Dental Services under the HealthPartners Maple (PPO) plan include a $40 copay for Medicare Dental Services, with a $500 maximum benefit per year for other dental services, including oral exams, dental x-rays, and other preventive services. Restorative Services and Periodontics are also covered, but Adjunctive General Services, Endodontics, Prosthodontics (removable and fixed), Maxillofacial Prosthetics, Implant Services, Oral and Maxillofacial Surgery, and Orthodontics are not covered.

Home Infusion bundled Services See details

Home Infusion bundled Services are covered, with prior authorization required. For Medicare Part B Insulin Drugs, there is a $35 copay and a coinsurance between 0% and 20%. For Medicare Part B Chemotherapy/Radiation Drugs and Other Medicare Part B Drugs, there is a coinsurance between 0% and 20%.

Dialysis Services See details

Dialysis Services are covered by the HealthPartners Maple (PPO) plan with a coinsurance between 20% and 20%.

Medical Equipment See details

Medical Equipment benefits include Durable Medical Equipment (DME) with 20% coinsurance, Prosthetics/Medical Supplies with 20% coinsurance, and Diabetic Therapeutic Shoes/Inserts with 20% coinsurance. Durable Medical Equipment for use outside the home and Diabetic Supplies are not covered.

Diagnostic and Radiological Services See details

Diagnostic and Radiological Services include coverage for Diagnostic Procedures/Tests with a copay of $35, Lab Services with a coinsurance of at most 10%, Diagnostic Radiological Services with a copay of at most $225, Therapeutic Radiological Services with a coinsurance of at most 20%, and Outpatient X-Ray Services with a copay of $35. All services require prior authorization.

Home Health Services See details

Home Health Services are covered by the HealthPartners Maple (PPO) plan with no copay and no coinsurance. Additional Hours of Care and Personal Care Services are not covered.

Cardiac Rehabilitation Services See details

Cardiac Rehabilitation Services are covered under the HealthPartners Maple (PPO) plan, but the plan does not cover the listed sub-services. The plan does not specify any cost sharing for the covered services.

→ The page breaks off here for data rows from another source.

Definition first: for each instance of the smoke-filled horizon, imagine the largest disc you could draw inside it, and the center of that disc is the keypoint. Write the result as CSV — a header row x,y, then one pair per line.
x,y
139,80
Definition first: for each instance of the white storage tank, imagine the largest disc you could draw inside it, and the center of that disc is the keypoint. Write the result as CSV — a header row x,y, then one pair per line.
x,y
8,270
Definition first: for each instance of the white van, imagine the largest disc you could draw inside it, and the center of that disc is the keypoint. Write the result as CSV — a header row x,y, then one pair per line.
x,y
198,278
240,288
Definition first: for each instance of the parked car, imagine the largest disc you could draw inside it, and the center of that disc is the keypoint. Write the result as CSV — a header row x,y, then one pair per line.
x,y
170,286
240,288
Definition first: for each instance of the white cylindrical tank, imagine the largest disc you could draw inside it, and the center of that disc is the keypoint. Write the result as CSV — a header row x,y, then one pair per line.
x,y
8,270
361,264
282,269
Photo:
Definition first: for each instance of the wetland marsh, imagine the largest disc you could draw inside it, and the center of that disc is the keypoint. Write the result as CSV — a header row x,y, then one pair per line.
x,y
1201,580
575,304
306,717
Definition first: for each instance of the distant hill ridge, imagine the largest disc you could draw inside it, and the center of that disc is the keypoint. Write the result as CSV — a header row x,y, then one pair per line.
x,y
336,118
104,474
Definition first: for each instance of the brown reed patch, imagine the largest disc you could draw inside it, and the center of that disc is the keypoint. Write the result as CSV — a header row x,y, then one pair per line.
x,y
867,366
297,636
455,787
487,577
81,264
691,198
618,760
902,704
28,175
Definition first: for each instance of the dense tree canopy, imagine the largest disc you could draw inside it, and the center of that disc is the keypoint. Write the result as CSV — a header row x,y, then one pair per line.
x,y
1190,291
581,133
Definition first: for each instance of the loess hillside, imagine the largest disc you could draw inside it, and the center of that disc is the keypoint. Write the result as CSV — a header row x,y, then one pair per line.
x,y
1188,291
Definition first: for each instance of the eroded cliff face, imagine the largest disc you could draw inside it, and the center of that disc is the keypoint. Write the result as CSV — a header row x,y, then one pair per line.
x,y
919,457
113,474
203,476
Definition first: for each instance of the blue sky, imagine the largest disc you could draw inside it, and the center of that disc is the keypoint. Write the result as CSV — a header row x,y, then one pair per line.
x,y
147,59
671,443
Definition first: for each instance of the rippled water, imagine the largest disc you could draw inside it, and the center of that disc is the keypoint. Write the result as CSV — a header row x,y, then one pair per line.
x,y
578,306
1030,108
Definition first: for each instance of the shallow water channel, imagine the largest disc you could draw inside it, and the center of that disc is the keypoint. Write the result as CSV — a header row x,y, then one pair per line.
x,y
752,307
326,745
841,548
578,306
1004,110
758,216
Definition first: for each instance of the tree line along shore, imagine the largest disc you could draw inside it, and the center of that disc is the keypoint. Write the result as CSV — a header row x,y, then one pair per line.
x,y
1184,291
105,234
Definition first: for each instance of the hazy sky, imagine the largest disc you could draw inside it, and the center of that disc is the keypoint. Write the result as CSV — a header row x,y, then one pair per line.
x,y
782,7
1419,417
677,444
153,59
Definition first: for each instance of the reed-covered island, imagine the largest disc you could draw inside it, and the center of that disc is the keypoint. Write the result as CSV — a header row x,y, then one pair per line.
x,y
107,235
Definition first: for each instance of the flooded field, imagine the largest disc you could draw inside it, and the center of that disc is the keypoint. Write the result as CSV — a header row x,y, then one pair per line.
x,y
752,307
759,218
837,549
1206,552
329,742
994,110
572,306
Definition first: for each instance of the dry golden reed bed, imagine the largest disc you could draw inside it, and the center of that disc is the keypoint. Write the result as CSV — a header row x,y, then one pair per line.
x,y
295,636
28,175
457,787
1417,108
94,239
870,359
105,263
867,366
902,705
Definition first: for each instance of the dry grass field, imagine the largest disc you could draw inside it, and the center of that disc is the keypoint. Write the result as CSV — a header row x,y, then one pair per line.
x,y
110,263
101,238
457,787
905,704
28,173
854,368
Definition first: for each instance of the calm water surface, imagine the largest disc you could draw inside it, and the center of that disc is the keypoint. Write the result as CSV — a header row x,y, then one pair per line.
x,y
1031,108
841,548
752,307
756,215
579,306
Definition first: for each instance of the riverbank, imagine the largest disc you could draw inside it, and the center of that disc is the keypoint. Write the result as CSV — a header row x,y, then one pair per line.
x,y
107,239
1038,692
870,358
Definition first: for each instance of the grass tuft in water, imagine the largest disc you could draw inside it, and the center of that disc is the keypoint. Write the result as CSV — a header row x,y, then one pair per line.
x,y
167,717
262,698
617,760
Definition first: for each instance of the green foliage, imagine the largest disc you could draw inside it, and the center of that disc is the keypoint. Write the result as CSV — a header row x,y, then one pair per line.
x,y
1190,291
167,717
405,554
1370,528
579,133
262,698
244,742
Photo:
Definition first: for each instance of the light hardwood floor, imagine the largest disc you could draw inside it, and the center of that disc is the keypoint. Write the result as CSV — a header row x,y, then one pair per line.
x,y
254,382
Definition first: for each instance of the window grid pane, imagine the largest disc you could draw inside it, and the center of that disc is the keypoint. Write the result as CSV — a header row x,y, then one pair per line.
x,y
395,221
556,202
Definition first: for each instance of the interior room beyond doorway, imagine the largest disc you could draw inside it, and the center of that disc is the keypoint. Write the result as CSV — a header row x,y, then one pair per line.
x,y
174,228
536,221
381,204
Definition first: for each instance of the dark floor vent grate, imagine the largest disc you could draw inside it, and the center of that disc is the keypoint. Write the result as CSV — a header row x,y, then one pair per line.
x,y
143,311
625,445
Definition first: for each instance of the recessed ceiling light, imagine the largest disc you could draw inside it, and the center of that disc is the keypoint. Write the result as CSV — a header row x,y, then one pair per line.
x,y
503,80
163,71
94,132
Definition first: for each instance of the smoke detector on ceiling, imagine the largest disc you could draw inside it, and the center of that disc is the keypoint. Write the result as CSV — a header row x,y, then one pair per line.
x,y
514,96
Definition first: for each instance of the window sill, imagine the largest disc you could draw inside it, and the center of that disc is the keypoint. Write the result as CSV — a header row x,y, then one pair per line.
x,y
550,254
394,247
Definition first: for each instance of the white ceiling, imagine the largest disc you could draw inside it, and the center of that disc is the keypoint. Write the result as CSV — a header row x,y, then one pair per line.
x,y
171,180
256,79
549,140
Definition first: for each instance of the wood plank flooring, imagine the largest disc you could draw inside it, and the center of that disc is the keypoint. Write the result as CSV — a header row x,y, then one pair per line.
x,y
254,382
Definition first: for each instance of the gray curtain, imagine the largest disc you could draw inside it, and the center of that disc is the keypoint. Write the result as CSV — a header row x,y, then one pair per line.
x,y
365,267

Skilled Nursing Facility (SNF) See details

Skilled Nursing Facility (SNF) services are covered by the HealthPartners Maple (PPO) plan, with no copay for days 1-20, and a $214 copay for days 21-100. Additional days beyond Medicare-covered and non-Medicare-covered stays for SNF are not covered.

Other Services See details

The HealthPartners Maple (PPO) plan covers acupuncture with a $40 copay, up to 20 treatments per year. Over-the-counter items are covered up to $50 every three months, and the plan also offers a meal benefit for a chronic illness. US Emergency Travel Logistics, Travel Counseling, and Treatment at the Scene are also covered, with a $300 copay for the latter.